Lucila, desde a morte de Helena, quando se afastara em definitivo da influência do antigo lar, parecia tomada por incompreensível fome de prazeres. Assim é que, enquanto o marido se retirava para o campo, confiava-se à perniciosa influência de Teódulo, que fixara residência no palácio de Vetúrio, qual se lhe fora afeiçoado familiar. O intendente acompanhava-a em múltiplas festas e favorecia-lhe afeições ilícitas, até que, um dia, apanhado de surpresa por Galba, em posição equívoca, no tálamo conjugal, foi por ele apunhalado sem comiseração.


20 Cometido o crime, que, como tantos outros passara despercebido das autoridades bem subornadas, o irmão de Helena acamou-se, delirando…

Por alguns dias, ela própria, Anacleta, velara por ele, mas, fatigada, obedeceu às instruções da dona da casa, que lhe recomendava descanso. Na primeira noite, contudo, em que se entregou ao repouso, na câmara que lhe era própria, Galba faleceu misteriosamente, asseverando algumas escravas de confiança, em surdina, que o amo fora envenenado pela própria mulher, com uma tisana preparada por ela mesma.

Taciano e a filhinha choraram estas desgraças.

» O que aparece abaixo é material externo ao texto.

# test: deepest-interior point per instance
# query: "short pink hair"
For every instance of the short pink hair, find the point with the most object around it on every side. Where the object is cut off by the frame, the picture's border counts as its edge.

A perda moral de Lucila aterrava-os.

Insistiram com a velha amiga para ficar, entretanto, a devotada servidora confessou que se fizera cristã e desejava a solidão para reconsiderar o caminho percorrido. Deliberara, desse modo, voltar à ilha de Cipro, atendendo ao pedido afetivo dos derradeiros parentes que lhe restavam.

Acompanhada por dois sobrinhos, que lhe dispensavam cuidados especiais, não se demorou por mais de uma semana, despedindo-se então dos amigos queridos, para sempre.


21 Impressionada, talvez, com as aflitivas informações trazidas de Roma, Blandina não mais se ergueu.

Debalde Taciano rodeou-a de surpresas e carícias… Em vão, Quinto Celso contou-lhe renovadas histórias de heróis e de mártires…

A doente renunciou a toda espécie de alimentação e mais se assemelhava, jungida ao leito alvo, a um anjo esculturado em marfim, unicamente animado pelos olhos escuros, ainda vivos e brilhantes.

Certa noite, justamente na antevéspera de grandes espetáculos em homenagem a patrícios ilustres, nos quais Taciano seria investido de grandes responsabilidades, a enferma chamou-o e apertou-lhe carinhosamente as mãos.

Permutaram inesquecível olhar, em que exprimiam toda a imensa dor que lhes estrangulava o espírito, adivinhando próximo adeus.

— Pai, — disse ela, melancólica, — agora não me demorarei a reunir-me aos nossos…


22 Taciano procurou, em vão, represar as lágrimas que lhe inundavam os olhos.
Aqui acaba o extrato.